Tulisan ini merupakan pandangan pribadi dari penulis.
Gejala voyeurism terlipatgandakan lewat molka, seiring makin berkembang dan makin murahnya kepemilikan teknologi digital.
Teknologi digital ini termasuk kamera (yang dapat diperoleh dengan mengeluarkan uang tak lebih dari US$30, atau kurang dari Rp500.000), juga perekam yang dapat dioperasikan secara rahasia.
Cara penggunaannya diletakkan pada ruang-ruang privat maupun dilekatkan pada perangkat pribadi calon korban.

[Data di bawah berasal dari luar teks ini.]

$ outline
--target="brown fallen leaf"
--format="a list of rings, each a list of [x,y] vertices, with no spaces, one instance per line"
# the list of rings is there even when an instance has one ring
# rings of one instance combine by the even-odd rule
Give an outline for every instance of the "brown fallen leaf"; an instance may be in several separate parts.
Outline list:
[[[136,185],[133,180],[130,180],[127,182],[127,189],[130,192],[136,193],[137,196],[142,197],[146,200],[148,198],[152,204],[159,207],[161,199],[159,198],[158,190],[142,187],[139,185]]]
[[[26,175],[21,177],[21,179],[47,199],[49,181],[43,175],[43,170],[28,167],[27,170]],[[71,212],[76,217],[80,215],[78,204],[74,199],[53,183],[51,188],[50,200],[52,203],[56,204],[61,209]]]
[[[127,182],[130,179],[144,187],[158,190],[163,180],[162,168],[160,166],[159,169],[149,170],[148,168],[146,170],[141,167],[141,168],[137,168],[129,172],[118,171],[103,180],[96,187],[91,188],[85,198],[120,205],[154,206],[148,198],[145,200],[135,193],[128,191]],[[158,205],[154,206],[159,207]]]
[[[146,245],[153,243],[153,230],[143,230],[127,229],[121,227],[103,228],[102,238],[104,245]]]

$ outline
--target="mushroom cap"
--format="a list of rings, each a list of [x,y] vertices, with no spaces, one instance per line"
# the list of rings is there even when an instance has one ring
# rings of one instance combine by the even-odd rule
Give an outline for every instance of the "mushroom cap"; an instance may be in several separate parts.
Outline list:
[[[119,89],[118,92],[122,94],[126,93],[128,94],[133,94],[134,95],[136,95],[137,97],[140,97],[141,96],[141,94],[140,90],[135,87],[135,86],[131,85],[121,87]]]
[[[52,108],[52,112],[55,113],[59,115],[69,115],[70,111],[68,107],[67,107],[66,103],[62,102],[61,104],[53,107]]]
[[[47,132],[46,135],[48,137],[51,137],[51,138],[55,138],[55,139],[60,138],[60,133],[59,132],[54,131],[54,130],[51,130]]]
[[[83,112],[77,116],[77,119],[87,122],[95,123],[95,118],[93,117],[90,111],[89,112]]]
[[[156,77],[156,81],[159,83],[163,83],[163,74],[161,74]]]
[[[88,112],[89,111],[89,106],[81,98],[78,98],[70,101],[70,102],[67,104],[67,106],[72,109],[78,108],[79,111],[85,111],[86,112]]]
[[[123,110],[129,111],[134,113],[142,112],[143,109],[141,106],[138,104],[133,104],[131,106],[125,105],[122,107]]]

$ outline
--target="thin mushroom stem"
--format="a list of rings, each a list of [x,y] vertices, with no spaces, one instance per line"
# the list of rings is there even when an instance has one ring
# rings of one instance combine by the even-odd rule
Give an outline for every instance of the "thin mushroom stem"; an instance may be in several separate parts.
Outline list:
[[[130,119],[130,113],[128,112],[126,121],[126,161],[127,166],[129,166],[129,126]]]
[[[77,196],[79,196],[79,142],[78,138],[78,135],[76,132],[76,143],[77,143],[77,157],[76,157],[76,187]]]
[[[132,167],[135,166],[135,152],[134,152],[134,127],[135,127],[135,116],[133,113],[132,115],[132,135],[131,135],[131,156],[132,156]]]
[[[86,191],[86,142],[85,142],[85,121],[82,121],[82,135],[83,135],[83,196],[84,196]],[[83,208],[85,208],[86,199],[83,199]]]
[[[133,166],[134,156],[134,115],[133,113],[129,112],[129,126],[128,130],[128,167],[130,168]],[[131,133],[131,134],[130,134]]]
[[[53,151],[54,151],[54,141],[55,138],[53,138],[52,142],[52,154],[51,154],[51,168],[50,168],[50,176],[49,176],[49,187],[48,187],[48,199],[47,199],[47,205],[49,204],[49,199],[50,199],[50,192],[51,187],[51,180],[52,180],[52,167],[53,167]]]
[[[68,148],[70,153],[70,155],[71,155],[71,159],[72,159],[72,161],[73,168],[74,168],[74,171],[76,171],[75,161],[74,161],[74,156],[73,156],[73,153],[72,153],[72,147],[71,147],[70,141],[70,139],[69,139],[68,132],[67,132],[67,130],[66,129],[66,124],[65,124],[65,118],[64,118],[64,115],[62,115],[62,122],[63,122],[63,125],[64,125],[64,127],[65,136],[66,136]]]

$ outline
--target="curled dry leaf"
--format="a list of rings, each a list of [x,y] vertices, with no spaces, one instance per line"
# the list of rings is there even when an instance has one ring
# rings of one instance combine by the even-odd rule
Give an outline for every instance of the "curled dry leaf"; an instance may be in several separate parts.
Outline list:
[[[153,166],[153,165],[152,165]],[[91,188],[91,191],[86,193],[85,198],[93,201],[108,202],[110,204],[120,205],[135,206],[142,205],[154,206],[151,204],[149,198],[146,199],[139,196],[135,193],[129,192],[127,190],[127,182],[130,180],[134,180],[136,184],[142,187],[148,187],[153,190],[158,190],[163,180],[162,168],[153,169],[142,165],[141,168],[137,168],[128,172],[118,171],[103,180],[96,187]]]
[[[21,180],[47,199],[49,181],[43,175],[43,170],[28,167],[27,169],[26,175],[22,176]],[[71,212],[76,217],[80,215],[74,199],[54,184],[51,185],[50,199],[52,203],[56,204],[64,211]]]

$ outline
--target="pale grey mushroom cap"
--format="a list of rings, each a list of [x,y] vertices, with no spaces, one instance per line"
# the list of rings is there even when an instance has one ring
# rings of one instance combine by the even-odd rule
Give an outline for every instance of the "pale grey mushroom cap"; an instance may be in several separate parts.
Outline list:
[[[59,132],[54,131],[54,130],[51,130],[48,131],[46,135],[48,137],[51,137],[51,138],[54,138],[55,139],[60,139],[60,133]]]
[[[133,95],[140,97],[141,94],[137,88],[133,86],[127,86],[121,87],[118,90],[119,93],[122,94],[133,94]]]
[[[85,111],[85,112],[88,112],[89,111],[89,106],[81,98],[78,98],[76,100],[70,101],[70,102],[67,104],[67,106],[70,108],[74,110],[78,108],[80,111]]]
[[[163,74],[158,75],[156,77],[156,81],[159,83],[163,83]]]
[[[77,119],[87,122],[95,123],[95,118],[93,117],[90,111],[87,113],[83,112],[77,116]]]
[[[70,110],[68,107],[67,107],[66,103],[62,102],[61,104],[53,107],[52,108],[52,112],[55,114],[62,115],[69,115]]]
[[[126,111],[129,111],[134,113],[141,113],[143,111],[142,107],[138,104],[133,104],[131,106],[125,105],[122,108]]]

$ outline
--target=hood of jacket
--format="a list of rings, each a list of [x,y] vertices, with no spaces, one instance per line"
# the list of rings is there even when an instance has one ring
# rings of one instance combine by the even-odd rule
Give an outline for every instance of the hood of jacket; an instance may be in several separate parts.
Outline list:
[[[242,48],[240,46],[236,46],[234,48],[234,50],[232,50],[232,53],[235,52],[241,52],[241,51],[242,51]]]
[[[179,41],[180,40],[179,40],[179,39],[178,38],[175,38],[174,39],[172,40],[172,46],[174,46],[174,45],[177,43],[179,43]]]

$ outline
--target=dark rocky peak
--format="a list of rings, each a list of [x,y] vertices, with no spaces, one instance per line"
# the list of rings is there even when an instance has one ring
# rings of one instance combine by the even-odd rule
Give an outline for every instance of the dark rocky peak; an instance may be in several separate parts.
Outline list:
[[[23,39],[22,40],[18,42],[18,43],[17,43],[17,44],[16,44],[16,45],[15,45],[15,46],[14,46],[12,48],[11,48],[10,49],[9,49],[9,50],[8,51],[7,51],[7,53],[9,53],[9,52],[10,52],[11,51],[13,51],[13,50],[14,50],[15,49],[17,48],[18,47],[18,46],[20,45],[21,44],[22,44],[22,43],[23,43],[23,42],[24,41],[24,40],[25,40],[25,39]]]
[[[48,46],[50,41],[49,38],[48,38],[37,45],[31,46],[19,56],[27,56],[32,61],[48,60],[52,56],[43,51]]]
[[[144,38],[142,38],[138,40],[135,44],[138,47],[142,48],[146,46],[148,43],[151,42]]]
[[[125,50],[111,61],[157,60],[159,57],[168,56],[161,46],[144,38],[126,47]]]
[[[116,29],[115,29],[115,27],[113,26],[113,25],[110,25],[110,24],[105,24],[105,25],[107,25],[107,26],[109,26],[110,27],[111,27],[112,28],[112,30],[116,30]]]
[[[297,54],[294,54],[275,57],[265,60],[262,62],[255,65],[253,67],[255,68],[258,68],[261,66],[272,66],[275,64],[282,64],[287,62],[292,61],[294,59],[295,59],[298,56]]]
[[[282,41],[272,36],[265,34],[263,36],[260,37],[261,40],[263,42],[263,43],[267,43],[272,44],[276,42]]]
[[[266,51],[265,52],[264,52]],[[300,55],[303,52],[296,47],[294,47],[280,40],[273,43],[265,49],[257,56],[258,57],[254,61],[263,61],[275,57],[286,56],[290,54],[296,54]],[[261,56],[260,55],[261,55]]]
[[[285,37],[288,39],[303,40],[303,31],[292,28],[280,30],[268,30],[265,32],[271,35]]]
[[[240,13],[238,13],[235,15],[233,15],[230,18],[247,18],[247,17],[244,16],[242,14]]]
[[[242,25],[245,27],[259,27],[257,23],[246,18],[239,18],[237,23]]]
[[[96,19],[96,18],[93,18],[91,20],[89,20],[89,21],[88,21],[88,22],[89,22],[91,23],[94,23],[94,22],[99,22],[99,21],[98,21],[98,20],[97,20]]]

Seluruhnya berfungsi sebagai ekstensi penglihatan dari tempat tersembunyi.
Penggunaan perangkat digital yang makin terjangkau itu kemudian dikombinasikan dengan media sosial.
Media sosial yang akunnya telah dimiliki dua per tiga dari populasi penduduk dunia ini jadi tempat berlalu-lalangnya segala rupa hasil molka, yang sibuk.
Saat aksi molka dilancarkan, pengambilan gambar maupun video dilakukan secara non-konsesual: tanpa izin objek gambarnya. Karenanya, objek gambar disebut sebagai korban.
Saat korban berada di ruang-ruang privatnya (kamar hotel, rumah tinggal, toilet maupun kamar mandi), gambar diambil diam-diam.
Tindakan pengambilan gambar terkategori non-konsensual, mengelompokkannya sebagai tindakan pencurian. Dan hasilnya disebut sebagai non-consensual intimate imagery (NCII), konten intim non-konsensual.
Seluruhnya itu, merupakan bentuk kekerasan berbasis ancaman penyebaran konten intim, tanpa persetujuan korban.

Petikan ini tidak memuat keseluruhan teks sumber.